Call for calm after police shooting
Nights of unrest have vied with calls for calm in a St Louis suburb where an unarmed black teenager was killed by police.
Meanwhile the community is still pressing for answers about the weekend shooting.
Hundreds of residents packed two churches yesterday evening for community meetings about the death of 18-year-old Michael Brown, who was confronted by a Ferguson officer while walking with a friend in the street near his grandmother's home.
People also gathered in the streets last night, shouting at police. Officers again fired tear gas into a crowd, according to reports.
One person was injured in a drive-by shooting, although it was not clear if the shooting was related to the protests. There were also reports that a St Louis County police officer shot and critically wounded a man who authorities said pulled a handgun on the officer.
The fatal shooting of Mr Brown has exposed deep racial and economic fault lines in the community. At one church gathering with dozens of clergy members and elected officials, Missouri governor Jay Nixon urged calm "in the face of crisis".
"We stand together tonight, reeling from what feels like an old wound torn open afresh," Mr Nixon said. "A wound that hadn't quite healed right in the first place, and now the pain is just as searing as when the injury first occurred."
The other church rally featured civil rights activist Rev Al Sharpton, who earlier in the day pressed police to release the name of the police officer involved - but also pleaded for calm after a night of looting and vandalism and instances of police using tear gas.
"The local authorities have put themselves in a position - hiding names and not being transparent - where people will not trust anything but an objective investigation," Mr Sharpton said at a news conference with Brown's parents.
Police initially planned to release the name of the officer, who is on administrative leave, yesterday.

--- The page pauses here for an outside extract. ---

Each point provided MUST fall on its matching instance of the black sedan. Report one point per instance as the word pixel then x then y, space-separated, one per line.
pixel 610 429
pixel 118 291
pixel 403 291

But they said death threats to its officers prompted them to withhold it. Computer hackers have also targeted the city's website and released details online about individual city employees.
Ferguson police chief Tom Jackson said: "If we come out and say, 'It was this officer,' then he immediately becomes a target.
"We're taking the threats seriously."
Police have not disclosed the race of the officer, but witnesses said he was white. The Ferguson force has 53 officers, three of whom are black. Mr Jackson said the city has had trouble recruiting and retaining black officers.
Investigators have released few details about the deadly encounter, saying only that a scuffle unfolded after the officer on a routine patrol asked Brown and another teen to get out of the street on Saturday afternoon. At some point, the officer's weapon fired inside a patrol car, according to the St Louis County Police Department, which is handling the investigation at the smaller city's request.
Police have said there is no security or police video of the confrontation.